Well-made compendium of adventures—and misadventures—on some of the world’s highest peaks.
In his day, Italian adventurer Bonatti was among the world’s best-known climbers, having established daring new routes on some of the most forbidding mountains of the Alps, many accomplished on solo climbs without oxygen. This collection, a volume in a series edited by Jon Krakauer (Into Thin Air, 1997, etc.), gathers portions of several of Bonatti’s climbing memoirs, some of which were published in English editions but have long been out of print. As adventure writing, the memoirs are often standard fare: I came to a peak, I climbed it (or, in some cases, failed to climb it), I endured harrowing weather and the possibility of swan-diving into the abyss.
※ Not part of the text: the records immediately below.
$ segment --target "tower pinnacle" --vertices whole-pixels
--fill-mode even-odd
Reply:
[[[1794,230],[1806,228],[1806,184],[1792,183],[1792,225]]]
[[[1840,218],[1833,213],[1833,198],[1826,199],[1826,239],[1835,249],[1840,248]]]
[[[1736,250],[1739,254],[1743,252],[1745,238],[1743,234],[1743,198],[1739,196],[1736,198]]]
Bonatti, however, is both more modest and more reflective than many of his contemporaries and successors (Reinhold Messner comes to mind); mountains, he writes, “are no more than the reflection of our spirit. Each peak is big or small, generous or mean, in proportion to what we offer it and what we ask of it.” Much of the book is given over to documents relating to Bonatti’s ill-fated climb of the Himalayan peak K2 in 1954, which, he notes with considerable understatement, “turned out to be more complicated and full of surprises than had been expected.” The junior member of an Italian national team, Bonatti was accused of abandoning his fellow climbers to scale K2 by himself and thus claim the honor of being the first to the summit; senior members charged that he had left them without sufficient oxygen, although two did make it to the top. Bonatti’s defense is vigorous and convincing, although it will doubtless not prove to be the final word in a controversy that has gone on for more than four decades.
Ably translated and edited by Australian climber Marshall, this will be of great interest to mountaineering buffs, and to armchair adventurers generally.